Натираясь снегом, поблескивая ровными белыми зубами из-под черных усов, Богун шутил:
– Что ты за джура, ежели первый полковника своего не оповестил, что весна не за горами?
Лукаш переступил с ноги на ногу. Сказал смело:
– На то у вас пернач полковничий, потому обо всем лучше нас, казаков простых, знать должны…

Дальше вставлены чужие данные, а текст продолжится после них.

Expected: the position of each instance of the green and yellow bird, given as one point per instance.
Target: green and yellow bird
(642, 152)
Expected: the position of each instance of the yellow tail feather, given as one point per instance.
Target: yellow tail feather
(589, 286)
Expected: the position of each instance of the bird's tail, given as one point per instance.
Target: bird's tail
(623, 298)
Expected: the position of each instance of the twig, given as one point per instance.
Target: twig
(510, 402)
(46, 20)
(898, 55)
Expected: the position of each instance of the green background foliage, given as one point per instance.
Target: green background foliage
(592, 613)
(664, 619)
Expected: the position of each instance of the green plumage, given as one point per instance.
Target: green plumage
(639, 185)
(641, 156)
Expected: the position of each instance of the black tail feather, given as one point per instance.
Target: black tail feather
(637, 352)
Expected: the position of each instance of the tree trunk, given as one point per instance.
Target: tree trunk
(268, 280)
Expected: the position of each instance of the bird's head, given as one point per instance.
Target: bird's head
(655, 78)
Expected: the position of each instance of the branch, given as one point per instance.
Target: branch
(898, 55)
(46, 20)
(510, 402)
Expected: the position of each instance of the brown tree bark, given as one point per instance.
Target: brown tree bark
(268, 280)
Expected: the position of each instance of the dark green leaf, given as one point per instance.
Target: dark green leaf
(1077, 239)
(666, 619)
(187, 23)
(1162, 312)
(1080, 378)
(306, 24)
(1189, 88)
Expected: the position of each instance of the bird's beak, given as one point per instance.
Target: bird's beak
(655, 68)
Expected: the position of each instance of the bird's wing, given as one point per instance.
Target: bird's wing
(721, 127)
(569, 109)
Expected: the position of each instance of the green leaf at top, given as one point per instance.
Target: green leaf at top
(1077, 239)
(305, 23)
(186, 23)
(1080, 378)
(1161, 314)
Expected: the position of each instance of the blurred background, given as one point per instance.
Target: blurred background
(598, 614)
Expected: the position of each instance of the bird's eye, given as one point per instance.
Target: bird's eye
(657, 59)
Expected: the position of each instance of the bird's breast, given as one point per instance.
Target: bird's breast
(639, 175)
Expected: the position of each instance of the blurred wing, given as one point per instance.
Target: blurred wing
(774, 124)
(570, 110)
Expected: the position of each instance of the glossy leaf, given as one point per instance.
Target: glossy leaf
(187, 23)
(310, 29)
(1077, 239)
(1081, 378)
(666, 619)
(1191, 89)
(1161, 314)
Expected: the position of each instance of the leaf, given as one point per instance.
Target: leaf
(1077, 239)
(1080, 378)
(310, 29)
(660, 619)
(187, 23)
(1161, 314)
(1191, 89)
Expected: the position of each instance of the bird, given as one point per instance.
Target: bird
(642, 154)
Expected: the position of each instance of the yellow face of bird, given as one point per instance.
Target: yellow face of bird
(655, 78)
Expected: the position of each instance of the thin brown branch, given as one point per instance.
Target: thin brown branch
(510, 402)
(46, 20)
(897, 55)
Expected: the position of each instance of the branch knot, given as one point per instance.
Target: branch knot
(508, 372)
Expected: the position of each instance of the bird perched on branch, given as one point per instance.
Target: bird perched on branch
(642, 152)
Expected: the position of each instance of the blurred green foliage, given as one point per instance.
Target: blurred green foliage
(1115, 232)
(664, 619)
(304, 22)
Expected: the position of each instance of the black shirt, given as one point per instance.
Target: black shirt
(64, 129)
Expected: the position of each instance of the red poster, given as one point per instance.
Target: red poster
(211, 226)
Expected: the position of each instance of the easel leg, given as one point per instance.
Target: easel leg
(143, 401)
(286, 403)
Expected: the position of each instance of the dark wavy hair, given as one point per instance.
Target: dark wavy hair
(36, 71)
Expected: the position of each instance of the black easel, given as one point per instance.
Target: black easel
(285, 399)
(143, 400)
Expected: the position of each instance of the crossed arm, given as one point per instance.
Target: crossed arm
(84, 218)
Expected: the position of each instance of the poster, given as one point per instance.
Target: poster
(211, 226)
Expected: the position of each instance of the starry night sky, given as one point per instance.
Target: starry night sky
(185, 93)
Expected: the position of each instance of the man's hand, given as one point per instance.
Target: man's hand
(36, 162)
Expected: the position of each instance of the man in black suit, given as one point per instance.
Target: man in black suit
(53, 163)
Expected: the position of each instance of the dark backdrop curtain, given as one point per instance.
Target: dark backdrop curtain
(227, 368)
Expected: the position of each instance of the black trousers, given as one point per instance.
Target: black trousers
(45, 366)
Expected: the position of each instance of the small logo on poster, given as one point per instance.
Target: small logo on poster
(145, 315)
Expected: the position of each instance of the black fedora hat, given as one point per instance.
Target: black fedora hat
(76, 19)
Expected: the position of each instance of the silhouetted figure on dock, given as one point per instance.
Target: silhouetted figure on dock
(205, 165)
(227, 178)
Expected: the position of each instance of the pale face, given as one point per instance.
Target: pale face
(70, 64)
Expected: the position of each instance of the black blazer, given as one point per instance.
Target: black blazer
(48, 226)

– Мудро, мудро… – засмеялся Богун.
Как раз только сел завтракать, только успел поддеть на вилку кусок мяса – в горницу без стука ввалился запыхавшийся полковой писарь Андрий Берло.
– Челом тебе, паи полковник…
– Челом, челом, – ответил Богун. – Что так рано?
– Недобрые вести, – сказал Берло, опускаясь на лавку напротив полковника.
Лукаш поставил перед ним чистую тарелку, придвинул оловянный стаканчик. Богун приказал джуре:
– Убери.
Лукаш взял стаканчик и графин и отнес в посудный шкаф. Попугай в клетке на стене над шкафом захохотал и прокартавил:
– Дурак! Дурак! Мосьпане! Мосьпане!
Лукаш только кулаком украдкой погрозил. Если бы полковник увидел, рассердился бы. Стал за спиной у полковника.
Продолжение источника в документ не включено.